Surpresas na música não foram nada boas no ano em que demos 2 inesperados adeus
Dois ícones da música produzida aqui nunca se cruzaram até a despedida, em 2015. Dias 16 de fevereiro e 25 de dezembro. Carnaval e Natal em duas datas que Campo Grande sentiu outro ritmo. O do choro da despedida, o da terra caindo sobre o caixão. No início do ano, o adeus inesperado foi dado a Renato Fernandes. E recentemente, foi a vez de Geraldo Roca tomar partida. Do blues ao worldmusic, perdemos nas duas pontas os maiores compositores do País.

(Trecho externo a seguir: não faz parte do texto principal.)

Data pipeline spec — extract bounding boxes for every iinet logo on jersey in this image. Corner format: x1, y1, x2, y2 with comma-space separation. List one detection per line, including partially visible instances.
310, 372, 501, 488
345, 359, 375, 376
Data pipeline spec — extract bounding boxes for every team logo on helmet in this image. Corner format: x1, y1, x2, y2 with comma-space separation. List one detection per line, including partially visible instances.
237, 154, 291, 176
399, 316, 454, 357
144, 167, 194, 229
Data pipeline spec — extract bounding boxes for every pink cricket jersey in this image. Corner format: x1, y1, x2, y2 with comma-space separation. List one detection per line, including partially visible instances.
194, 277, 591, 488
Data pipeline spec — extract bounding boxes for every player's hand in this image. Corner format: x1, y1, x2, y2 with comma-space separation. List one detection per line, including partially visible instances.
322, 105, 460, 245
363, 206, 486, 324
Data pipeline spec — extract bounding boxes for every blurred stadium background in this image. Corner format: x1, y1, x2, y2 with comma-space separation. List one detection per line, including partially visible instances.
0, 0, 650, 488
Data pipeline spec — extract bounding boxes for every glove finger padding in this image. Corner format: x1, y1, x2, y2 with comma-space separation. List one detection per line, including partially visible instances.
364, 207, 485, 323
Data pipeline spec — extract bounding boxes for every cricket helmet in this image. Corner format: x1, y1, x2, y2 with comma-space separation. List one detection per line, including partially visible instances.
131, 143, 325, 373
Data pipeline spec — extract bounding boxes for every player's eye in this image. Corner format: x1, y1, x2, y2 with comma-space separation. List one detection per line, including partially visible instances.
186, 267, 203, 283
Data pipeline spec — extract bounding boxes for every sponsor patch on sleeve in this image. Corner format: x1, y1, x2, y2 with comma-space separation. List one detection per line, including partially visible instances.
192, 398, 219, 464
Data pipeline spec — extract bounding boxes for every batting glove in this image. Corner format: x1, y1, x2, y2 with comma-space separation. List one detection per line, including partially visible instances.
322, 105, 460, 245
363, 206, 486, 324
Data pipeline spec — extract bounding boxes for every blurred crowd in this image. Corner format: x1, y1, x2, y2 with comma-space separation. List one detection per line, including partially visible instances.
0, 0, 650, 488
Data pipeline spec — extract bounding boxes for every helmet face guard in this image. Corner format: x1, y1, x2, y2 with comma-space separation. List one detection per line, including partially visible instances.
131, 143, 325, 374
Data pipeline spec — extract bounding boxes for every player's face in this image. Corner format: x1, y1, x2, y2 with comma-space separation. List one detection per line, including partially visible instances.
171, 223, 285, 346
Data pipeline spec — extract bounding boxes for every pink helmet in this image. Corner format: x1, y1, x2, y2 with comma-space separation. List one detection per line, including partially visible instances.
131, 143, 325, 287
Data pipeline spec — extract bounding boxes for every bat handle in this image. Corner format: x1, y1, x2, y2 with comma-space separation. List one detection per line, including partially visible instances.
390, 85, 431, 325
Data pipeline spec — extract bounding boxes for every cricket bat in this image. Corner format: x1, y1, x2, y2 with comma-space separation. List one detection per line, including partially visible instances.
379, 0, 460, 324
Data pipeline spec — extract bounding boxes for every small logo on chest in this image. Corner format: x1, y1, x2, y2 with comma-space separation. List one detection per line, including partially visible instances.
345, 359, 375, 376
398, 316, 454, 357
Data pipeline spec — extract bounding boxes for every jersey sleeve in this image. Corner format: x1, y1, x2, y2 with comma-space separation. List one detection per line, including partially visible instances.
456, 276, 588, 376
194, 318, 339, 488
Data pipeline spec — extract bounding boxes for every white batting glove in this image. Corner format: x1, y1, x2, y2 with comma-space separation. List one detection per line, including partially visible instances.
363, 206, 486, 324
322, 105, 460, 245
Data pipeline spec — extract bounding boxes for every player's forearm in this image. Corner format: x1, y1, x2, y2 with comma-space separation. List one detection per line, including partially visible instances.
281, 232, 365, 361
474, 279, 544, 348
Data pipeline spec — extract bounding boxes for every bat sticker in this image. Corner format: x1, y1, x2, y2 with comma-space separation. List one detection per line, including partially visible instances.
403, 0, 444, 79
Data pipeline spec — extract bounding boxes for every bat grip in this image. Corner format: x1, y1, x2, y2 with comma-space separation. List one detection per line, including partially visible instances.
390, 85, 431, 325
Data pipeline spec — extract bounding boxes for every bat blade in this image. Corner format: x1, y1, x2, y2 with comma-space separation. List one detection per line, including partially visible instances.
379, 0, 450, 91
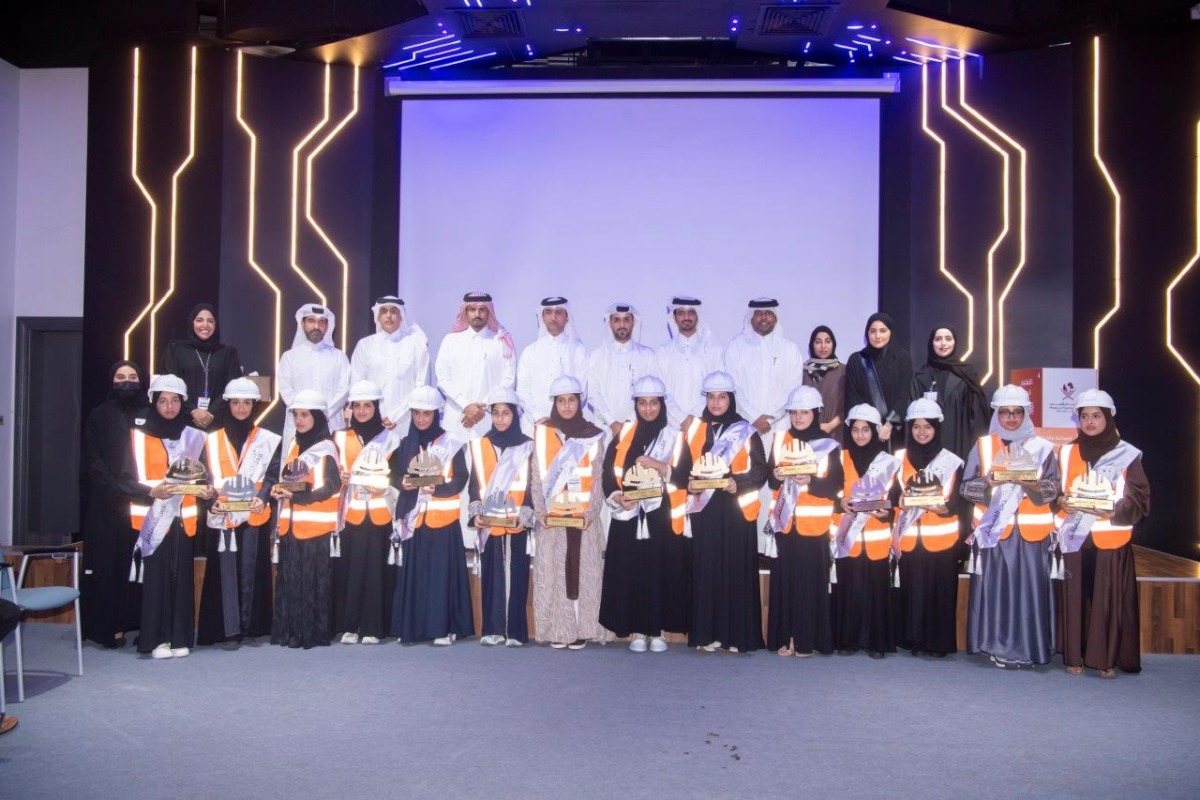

A chuva chorou no último blues de Renato. Assim como sua música: "Quando será o meu último blues? Onde será o meu último blues? Será na mesa de um bar? Será numa noite de lua? Será que a chuva vai chorar no meu último blues?"
Renato se sentiu mal, foi levado ao posto de saúde. Lutou até com a morte. Foram quase 10 paradas cardíacas e uma sequência de tentativas de reanimá-lo. Ele morreu de infarto, o segundo que o pegou e o levou daqui no meio dos planos de voltar a se apresentar com a primeira banda: "Blues Band".
Ex-vocalista do "Bêbados Habilidosos", a banda anunciou o fim quando estava para fechar o quarto CD, depois de 24 anos como referência do blues no Estado. Renato viveu muito, mesmo indo embora tão cedo, aos 53 anos.
Ironicamente, eles nunca se cruzaram, mas tinham semelhanças nas letras, não no estilo, mas na verdade do que queriam passar. Autênticos, conseguiam criar poesias que chegavam a ser autobiográficas. Ambos tinham um talento puro na escrita e no canto.
Renato montou a primeira banda na década de 90. Tocava o que queria e para se divertir.
"Quem quiser saber de mim
vai me achar num botequim
entre um trago de whisky
ou uma dose de gim
O céu ou o inferno?
Amor ou solidão?
Pra quem já vendeu a alma tanto faz a direção"
Assim como ele, Geraldo Roca também falava por metáforas. Conseguia colocar simplicidade, objetividade e poesia na mesma harmonia. Morreu sem nunca entender a popularidade de uma das suas maiores canções: Trem do Pantanal. Mas Geraldo ia além: "Uma pra Estrada", "Japonês tem 3 filhas", "Mochileira", "O Rio Paraguai".
Os dois se cruzaram também no mesmo objetivo, ou melhor, na ausência dele. Nunca buscaram sucesso ou reconhecimento. Geraldo cometeu suicídio em casa. A cena trágica caberia bem em uma letra tanto dele mesmo, quanto no blues de Renato. Roca não era músico de um gênero só. Transitava pelo rock, folk, pela polca, pelo regional e a música da fronteira.
Além das influências musicais, carregava nas letras o que lia, o que pensava. Trem do Pantanal, por exemplo, vai além da paisagem vista na viagem. "Um amigo meu era de uma organização política e foi em cana. Fugiu, se mandou e veio por aqui. Quando voltou, me contou essa história e eu fiquei com aquilo na cabeça... De que o medo viaja também...", disse Roca em entrevista ao Roda Viva MS no início dos anos 2000.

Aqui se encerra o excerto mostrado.